Challenge to Mars: Essays on Pacifism from 1918 to 1945

Description

474 pages
Contains Photos, Bibliography, Index
$75.00
ISBN 0-8020-4371-2
DDC 303.6'6

Year

1999

Contributor

Edited by Peter Brock and Thomas P. Socknat
Reviewed by Grant Dawson

Grant Dawson is a Ph.D. candidate specializing in military history at
Carleton University.

Review

Edited and compiled by two University of Toronto scholars, Challenge to
Mars is a collection of peace history essays that examine some
underexplored areas of North American and European pacifism. Because of
their length (around 16 pages), some of the contributions do not achieve
a really sustained and detailed argument.
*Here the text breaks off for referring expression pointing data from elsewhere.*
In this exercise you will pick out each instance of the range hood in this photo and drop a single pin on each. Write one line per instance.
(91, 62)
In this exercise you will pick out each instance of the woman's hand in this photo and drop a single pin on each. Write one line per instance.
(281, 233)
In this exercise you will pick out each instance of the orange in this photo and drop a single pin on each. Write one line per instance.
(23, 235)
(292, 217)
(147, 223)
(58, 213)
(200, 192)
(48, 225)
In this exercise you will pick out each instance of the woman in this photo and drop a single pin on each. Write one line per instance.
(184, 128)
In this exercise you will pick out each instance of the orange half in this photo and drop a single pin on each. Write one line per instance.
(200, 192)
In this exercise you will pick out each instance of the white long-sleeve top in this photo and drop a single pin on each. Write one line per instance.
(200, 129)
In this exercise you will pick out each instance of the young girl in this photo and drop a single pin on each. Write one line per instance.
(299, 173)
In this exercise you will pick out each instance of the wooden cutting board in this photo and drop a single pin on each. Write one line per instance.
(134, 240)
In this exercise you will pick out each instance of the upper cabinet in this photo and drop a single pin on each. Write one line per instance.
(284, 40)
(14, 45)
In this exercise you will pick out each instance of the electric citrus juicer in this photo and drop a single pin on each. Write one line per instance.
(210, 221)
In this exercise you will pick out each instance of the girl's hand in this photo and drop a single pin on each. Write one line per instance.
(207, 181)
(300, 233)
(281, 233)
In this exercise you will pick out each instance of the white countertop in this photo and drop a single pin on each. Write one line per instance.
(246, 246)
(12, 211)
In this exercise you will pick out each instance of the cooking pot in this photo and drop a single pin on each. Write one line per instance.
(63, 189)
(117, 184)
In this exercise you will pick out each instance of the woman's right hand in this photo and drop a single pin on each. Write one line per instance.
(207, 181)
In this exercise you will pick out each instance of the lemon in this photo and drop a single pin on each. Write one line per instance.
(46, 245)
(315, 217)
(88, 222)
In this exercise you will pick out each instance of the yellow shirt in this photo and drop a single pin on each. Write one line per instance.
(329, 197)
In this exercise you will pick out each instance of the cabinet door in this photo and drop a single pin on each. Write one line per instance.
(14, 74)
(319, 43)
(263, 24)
That said, they are for the
most part strong introductions to the ways in which individuals or
groups in various countries responded to the threat of war and the
pressure to serve.

Among the interesting papers in the 1918 to ca.1940 section are those
on the anarcho-pacifism of Bart de Ligt, a Dutch anti-militarist;
Canadian J.S. Woodworth; war resisters in Germany; and Christian
pacifists in France. The second section, dealing with the years 1940 to
1945, concentrates on the experience of conscientious objectors to
military service in various countries, including Canada, New Zealand,
and Germany. In both sections, several papers concentrate on women. In
the third section, there are only two papers on Asia (on Japan and on
India’s Mohandas Gandhi), and Africa is completely absent. The editors
acknowledge that for some countries it was “difficult to discover
materials of value available on interwar and Second World War
pacifism.”

Many of the essays focus on the pressure placed on those who espoused
pacifistic beliefs. Rachel Goossen examines the ways in which American
professional women were pressured to conform during the Second World
War. Torleiv Austad discusses the dilemma of Norwegian pacifists, who
were forced to decide whether violent or nonviolent resistance should be
used against the German occupier. Kenneth McNaught contributes a fine
paper on the steadfastness of J.S. Woodsworth, who refused to
countenance the use of force to combat force in a Canadian Parliament
otherwise unanimous in its support of war against Germany.

Although perhaps too ambitious in its breadth, Challenge to Mars is a
useful introduction to peace history.